Le décès de Zyed et Bouna, alors qu’ils fuyaient la police, avait déclenché trois semaines d’émeutes en 2005. Dix ans après les faits, deux policiers sont jugés devant le tribunal correctionnel de Rennes pour non-assistance à personne en danger. Au cœur du procès, une communication radio.
Article rédigé par Stéphane Pair
Radio France
Publié Mis à jour
Temps de lecture : 3 min
  (Un rassemblement en hommage à Zyed et Bouna à Clichy-sous-Bois en 2006. © Reuters)

Le 27 octobre 2005, Zyed Benna, 17 ans, et Bouna Traoré, 15 ans, poursuivis par la police de Livry-Gargan, meurent électrocutés alors qu'ils s'étaient cachés dans un transformateur EDF à Clichy-sous-Bois, en Seine-Saint-Denis. La mort des deux jeunes provoque une vague d'émeutes dans toute la France. Le gouvernement déclare l'état d'urgence.

Dix ans de procédure

Il a fallu dix ans d'enquête et de procédures judiciaires pour qu’un procès ait lieu. Deux policiers de Seine-Saint-Denis, un homme et une femme, sont finalement renvoyés ce lundi devant le tribunal correctionnel de Rennes. Ils sont jugés jusqu'à vendredi pour non-assistance à personne en danger.

Rarement un dossier pénal relevant d’un tribunal correctionnel n’aura vu un tel délai, une telle dépense d’énergie et de moyens, une telle pression politique et médiatique.
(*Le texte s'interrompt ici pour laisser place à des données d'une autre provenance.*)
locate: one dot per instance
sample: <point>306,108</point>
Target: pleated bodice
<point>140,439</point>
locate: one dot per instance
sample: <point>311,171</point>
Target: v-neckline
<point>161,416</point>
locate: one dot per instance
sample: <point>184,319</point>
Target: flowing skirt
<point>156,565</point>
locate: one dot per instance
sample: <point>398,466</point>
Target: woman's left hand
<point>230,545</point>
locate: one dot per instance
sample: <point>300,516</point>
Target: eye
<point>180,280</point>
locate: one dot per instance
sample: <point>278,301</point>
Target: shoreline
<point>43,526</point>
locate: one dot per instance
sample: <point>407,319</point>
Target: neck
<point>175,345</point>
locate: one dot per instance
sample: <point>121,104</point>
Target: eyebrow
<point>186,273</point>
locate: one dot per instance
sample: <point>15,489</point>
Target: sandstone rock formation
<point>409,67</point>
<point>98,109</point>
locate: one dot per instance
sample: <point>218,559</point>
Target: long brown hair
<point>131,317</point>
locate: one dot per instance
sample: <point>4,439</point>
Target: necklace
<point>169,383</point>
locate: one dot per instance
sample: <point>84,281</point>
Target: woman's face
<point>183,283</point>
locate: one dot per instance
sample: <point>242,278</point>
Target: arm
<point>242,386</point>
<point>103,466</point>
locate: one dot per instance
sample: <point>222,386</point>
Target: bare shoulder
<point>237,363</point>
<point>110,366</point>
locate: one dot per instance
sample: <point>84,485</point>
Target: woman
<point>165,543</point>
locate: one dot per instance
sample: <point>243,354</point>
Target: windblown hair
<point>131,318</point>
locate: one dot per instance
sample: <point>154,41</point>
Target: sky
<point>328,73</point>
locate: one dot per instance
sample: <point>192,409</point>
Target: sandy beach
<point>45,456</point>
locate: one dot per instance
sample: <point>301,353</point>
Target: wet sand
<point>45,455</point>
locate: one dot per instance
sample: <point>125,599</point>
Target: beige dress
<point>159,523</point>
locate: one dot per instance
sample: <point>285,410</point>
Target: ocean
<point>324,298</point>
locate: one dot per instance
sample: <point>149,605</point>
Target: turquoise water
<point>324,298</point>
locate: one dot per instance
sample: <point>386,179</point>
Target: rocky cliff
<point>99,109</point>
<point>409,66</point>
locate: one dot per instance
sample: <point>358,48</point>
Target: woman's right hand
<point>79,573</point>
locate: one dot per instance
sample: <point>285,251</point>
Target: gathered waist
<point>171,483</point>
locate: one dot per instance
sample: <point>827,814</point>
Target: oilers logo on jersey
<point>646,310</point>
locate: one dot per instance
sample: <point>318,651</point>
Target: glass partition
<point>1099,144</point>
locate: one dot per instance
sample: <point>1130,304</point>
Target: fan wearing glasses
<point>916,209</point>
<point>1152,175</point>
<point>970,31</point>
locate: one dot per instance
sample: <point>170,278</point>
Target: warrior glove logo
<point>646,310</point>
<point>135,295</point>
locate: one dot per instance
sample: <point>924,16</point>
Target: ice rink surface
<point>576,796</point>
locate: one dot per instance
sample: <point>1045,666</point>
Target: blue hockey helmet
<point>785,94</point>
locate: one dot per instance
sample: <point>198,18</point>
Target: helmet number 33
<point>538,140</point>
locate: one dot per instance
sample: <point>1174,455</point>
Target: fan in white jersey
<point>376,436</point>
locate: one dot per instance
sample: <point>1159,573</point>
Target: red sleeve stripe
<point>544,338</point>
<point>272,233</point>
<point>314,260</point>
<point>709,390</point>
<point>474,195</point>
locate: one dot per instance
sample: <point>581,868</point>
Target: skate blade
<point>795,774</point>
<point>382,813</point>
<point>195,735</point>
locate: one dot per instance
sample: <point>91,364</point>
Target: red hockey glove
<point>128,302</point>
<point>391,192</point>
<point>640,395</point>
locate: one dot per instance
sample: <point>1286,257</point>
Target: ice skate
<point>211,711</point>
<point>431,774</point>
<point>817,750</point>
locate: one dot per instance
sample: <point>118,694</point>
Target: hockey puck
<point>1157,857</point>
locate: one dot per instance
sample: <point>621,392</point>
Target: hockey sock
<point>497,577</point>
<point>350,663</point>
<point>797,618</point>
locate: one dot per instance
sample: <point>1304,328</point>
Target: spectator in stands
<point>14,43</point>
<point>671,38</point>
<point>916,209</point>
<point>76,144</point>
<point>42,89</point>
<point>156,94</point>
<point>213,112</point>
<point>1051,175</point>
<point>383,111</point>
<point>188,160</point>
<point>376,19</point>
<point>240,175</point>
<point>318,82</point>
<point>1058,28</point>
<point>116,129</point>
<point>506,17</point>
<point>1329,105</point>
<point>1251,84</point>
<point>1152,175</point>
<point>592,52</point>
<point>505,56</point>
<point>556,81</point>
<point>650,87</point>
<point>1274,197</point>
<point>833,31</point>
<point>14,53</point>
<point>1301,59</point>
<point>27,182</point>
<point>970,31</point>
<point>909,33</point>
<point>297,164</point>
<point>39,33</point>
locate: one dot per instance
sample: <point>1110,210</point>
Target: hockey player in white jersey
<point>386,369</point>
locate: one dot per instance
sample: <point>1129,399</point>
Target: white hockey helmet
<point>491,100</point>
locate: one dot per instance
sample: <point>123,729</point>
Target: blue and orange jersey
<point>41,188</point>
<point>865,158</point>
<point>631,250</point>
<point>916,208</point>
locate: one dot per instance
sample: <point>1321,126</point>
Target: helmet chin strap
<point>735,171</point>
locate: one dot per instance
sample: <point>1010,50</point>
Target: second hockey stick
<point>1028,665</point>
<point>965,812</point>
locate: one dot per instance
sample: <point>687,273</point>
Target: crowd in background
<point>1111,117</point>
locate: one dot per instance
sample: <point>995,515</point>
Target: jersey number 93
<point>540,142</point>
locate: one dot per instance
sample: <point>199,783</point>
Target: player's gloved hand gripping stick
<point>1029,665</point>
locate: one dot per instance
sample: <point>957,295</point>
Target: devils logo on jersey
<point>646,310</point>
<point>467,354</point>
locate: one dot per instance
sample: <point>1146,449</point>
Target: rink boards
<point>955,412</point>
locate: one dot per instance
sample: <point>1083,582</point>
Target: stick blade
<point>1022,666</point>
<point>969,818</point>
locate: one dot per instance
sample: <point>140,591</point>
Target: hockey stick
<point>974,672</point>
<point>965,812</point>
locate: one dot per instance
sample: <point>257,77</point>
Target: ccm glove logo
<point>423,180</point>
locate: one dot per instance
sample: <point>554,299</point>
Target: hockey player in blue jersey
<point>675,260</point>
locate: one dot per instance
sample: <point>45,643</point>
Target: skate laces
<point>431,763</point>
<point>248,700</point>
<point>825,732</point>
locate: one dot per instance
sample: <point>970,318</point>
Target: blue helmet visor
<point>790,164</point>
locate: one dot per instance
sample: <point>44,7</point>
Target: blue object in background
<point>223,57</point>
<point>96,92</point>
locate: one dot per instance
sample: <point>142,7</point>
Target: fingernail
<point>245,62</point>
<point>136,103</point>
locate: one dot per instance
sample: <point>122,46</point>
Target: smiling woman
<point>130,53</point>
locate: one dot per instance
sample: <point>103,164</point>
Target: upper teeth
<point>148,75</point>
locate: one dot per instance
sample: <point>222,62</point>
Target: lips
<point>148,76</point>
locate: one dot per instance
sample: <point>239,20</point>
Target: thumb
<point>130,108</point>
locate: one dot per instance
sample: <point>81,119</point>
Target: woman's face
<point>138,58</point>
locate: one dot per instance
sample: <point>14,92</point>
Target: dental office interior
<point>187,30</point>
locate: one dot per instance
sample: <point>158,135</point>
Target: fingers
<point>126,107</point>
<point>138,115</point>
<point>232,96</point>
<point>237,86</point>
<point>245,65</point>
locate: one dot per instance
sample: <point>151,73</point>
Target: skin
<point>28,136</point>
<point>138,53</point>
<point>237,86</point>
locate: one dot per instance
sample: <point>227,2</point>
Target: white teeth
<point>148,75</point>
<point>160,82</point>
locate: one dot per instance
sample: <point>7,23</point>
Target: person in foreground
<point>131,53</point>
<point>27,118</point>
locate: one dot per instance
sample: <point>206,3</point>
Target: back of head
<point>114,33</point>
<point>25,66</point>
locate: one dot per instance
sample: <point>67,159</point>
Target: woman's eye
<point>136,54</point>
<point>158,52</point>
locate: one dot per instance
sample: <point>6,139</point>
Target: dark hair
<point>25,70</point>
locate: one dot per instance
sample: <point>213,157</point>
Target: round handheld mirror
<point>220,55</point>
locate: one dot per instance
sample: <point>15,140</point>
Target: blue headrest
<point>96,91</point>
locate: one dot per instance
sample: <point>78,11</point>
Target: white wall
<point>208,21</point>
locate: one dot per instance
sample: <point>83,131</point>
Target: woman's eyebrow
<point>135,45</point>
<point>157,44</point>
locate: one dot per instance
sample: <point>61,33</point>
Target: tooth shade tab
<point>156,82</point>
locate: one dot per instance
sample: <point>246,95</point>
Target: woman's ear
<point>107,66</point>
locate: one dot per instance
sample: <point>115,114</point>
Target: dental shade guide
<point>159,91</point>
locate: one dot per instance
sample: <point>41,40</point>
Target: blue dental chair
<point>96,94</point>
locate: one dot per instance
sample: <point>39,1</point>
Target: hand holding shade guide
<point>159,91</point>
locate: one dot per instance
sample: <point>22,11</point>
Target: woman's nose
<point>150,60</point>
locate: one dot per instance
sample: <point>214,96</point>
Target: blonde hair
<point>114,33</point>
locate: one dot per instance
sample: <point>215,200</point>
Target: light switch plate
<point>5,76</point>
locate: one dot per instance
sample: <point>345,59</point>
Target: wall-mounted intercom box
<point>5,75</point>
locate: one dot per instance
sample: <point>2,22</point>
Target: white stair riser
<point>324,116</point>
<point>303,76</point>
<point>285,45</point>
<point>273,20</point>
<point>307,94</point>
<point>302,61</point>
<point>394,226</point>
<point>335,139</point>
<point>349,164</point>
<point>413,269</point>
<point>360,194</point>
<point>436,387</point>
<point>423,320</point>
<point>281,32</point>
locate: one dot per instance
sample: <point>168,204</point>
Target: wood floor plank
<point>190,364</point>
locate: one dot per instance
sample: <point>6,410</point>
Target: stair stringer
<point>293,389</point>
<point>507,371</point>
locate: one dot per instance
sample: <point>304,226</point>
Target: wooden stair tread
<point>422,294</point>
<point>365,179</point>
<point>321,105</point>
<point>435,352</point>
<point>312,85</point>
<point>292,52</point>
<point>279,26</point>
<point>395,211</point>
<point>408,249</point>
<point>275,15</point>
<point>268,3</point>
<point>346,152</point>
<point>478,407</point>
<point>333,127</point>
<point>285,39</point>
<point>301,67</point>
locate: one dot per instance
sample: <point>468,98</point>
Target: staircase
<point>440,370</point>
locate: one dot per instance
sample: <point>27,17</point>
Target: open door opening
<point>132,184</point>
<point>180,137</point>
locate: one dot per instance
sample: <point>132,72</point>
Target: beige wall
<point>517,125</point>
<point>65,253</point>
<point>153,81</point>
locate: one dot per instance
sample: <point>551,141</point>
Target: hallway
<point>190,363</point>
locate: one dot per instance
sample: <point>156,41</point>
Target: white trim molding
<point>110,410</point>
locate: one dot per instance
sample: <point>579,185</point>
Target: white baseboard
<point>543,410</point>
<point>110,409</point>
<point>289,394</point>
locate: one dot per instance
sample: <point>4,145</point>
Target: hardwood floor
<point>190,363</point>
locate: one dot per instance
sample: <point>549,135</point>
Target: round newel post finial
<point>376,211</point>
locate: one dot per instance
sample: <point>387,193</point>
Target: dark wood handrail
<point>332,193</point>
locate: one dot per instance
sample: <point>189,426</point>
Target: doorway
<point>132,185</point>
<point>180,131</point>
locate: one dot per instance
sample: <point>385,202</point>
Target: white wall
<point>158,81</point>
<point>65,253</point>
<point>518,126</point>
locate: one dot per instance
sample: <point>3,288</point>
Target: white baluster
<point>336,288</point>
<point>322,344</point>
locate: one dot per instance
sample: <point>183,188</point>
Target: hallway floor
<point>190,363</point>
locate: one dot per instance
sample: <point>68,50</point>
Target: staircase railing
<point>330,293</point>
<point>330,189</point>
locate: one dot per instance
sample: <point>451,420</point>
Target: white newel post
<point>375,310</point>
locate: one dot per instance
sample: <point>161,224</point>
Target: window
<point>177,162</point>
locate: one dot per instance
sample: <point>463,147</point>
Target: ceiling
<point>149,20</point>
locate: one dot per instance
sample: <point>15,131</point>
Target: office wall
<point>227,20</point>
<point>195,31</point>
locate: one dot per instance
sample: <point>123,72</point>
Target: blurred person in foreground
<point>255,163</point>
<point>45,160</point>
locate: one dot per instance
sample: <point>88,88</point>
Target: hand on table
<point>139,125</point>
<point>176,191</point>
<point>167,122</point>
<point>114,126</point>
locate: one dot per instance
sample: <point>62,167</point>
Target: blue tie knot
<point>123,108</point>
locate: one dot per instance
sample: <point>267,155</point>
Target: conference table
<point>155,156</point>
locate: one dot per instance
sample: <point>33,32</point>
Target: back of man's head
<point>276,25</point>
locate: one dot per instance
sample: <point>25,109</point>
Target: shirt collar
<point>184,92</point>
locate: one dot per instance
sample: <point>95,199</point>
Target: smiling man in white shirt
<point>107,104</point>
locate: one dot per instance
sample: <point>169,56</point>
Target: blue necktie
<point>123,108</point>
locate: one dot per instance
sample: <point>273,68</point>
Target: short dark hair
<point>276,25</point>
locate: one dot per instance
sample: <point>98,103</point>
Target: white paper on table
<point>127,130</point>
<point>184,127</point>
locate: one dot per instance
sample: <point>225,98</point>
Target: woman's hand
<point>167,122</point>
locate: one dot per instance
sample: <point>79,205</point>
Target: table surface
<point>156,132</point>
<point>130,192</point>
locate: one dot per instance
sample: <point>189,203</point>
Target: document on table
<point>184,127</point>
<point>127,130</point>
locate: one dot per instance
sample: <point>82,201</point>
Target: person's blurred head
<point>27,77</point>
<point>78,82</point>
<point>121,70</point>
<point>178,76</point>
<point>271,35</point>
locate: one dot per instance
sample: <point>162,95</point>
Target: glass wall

Le fait divers déclencheur des émeutes de 2005 a failli ne pas être jugé. A l’acharnement des parties civiles a répondu l’obstination du parquet de Bobigny qui a toujours exclu la responsabilité des policiers dans ce drame.

A Clichy-sous-Bois, cette instruction à tiroir - rigoureuse mais interminable - a donné l’impression que le pouvoir judiciaire - mais aussi le pouvoir politique - tentait de protéger les policiers pour dépassionner l’affaire. "Il y avait une volonté d’exténuer la procédure en la retardant au maximum" , estime Jean-Pierre Mignard, avocat des familles des victimes.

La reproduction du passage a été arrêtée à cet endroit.